Посещаю. Хорошего. Не знаю ничего.
Затем меня потащили на ковёр к ректору и сообщили, что вызовут телеграммой родителей из Полтавы.
— А Вы пока пишите заявление об отчислении по собственному желанию.
— Да зачем же телеграмму? Я и так напишу!
— Нет уж.
***
В итоге весной-87 я вернулся в Полтаву с пеплом в сердце и на
губах.
II.
Боже, какие мы, мои бывшие одноклассники и большинство моих друзей, были дураки! А нам было по 18 лет.
Пример: идём в мае-87 с приятелем Толиком Бубликом по улице Героев Сталинграда в Полтаве, бухаем на ходу водку, вкус пепла почти исчез.
Глядь: открытый канализационный люк!
— Давай закроем! — барагозно шепчу Бублику.
— А может, ну его нах?
— А вдруг там кто-то сидит?!
Это аргумент.
Катим люк, шлёпаем со звоном люк на колодец.
Всё это, конечно, очень хорошо: бухать, бродить ночами напролёт: только бы не видеть глаза родителей, навещать кузину Сашеньку, от романа с которой удерживает Бог знает что...
Но что-то ведь делать надо? Скоро — в Армию.
И мой друган Вовка Лебедев, студент Полтавского Инженерно-строительного Института (аббревиатура коего была только "Полт.ИСИ", иначе неприлично) привёл меня в этот институт на кафедру иностранных языков: там открылась вакансия лаборанта.
Открыла на стук в дверь кафедры женщина лет 25... Интересный разрез глаз... Змеятся кудри до плеч.... Чуть ли не с меня ростом... Губы сложены чудно — будто только что съела какую-то горечь и от этого готова рассмеяться...
— Здравствуйте! Меня Виталий зовут...
— Юлия... — чуть в нос произнесла она довольно низким, но приятным голосом.
Взглянула на Лебедева... Какие длинные у неё ресницы!...
— Игоревна, — проговорила она с такой милой картавостью, что я как-то по холден-колфилдовски забалдел. — Вы — лаборантом к нам?
III.
Стучать двумя пальцами по машинке "ЯТРАНЬ", замазывать "штрихом" опечатки, вовремя менять копировальную бумагу, сшивать меж собой напечатанные протоколы заседания кафедры.

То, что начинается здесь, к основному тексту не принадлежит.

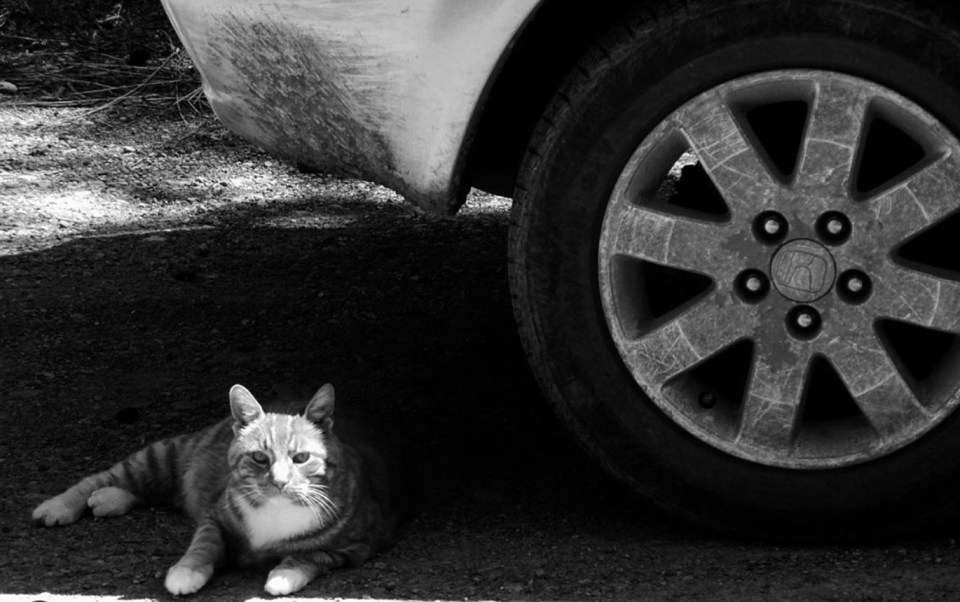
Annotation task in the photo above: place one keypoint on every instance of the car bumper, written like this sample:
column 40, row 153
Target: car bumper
column 374, row 89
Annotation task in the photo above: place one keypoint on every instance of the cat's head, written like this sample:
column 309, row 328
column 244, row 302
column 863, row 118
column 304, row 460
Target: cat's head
column 275, row 454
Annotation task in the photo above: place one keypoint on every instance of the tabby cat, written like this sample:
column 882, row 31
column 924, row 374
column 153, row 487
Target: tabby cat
column 261, row 487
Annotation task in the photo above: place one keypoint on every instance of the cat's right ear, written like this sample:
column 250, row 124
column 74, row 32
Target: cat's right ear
column 244, row 406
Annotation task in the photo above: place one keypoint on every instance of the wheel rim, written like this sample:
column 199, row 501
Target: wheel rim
column 776, row 268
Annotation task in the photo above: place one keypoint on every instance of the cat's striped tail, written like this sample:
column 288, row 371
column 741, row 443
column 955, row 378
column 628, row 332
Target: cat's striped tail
column 149, row 475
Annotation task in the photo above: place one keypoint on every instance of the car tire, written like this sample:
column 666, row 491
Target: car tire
column 733, row 263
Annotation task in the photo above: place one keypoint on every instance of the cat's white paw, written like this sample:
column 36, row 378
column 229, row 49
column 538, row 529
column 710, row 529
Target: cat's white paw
column 58, row 511
column 283, row 581
column 183, row 580
column 111, row 501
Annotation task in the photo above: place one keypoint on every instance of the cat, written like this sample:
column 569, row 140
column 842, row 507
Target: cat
column 261, row 487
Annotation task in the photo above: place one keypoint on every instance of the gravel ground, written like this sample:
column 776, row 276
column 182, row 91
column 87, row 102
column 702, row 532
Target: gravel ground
column 147, row 263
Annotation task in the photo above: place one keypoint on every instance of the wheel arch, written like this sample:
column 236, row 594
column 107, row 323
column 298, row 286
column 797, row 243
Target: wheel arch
column 546, row 49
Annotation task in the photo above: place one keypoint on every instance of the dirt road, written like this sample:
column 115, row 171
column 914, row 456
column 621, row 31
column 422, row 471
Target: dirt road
column 148, row 264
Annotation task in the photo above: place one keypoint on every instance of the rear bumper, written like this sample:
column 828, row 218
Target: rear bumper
column 373, row 89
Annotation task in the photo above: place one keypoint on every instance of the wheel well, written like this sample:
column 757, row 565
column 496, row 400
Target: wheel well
column 547, row 48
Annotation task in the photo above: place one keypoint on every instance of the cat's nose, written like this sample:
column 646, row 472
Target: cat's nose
column 280, row 475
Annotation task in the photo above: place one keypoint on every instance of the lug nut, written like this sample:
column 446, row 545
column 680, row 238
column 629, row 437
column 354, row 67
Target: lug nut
column 804, row 322
column 752, row 285
column 854, row 286
column 834, row 228
column 770, row 227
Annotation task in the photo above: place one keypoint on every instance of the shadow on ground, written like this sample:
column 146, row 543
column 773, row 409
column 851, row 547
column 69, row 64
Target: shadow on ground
column 111, row 341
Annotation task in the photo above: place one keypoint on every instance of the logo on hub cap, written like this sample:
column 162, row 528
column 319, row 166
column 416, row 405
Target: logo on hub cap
column 803, row 270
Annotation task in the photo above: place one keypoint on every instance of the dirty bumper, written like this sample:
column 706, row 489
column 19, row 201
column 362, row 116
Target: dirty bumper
column 373, row 89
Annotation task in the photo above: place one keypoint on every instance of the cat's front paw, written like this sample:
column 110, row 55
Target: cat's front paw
column 57, row 511
column 183, row 580
column 284, row 581
column 111, row 501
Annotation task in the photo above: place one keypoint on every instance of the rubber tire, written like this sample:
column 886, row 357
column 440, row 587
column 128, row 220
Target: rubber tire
column 619, row 92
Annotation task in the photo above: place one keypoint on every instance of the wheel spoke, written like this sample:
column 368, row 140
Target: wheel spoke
column 920, row 201
column 713, row 324
column 875, row 383
column 667, row 240
column 828, row 153
column 917, row 298
column 772, row 402
column 727, row 155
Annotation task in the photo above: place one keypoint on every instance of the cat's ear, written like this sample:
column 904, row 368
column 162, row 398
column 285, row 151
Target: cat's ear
column 244, row 406
column 320, row 408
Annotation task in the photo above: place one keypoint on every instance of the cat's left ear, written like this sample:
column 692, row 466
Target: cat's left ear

Оповещать кого-то там о том-то. Поддерживать максимально возможно бОльшую численность подписчиков газеты "Правда" среди преподавательского состава, начальский канцелярит буквально вбивал гвоздь-девиз в мою беспутную башку: "партийные должны выписывать партийную прессу".
Поливать тёщин язык, фикус и кактус.
Иной раз ездить от кафедры на сельхозработы на прополку убегающей за горизонт грядки, Полтавская область — аграрная большей частью своей.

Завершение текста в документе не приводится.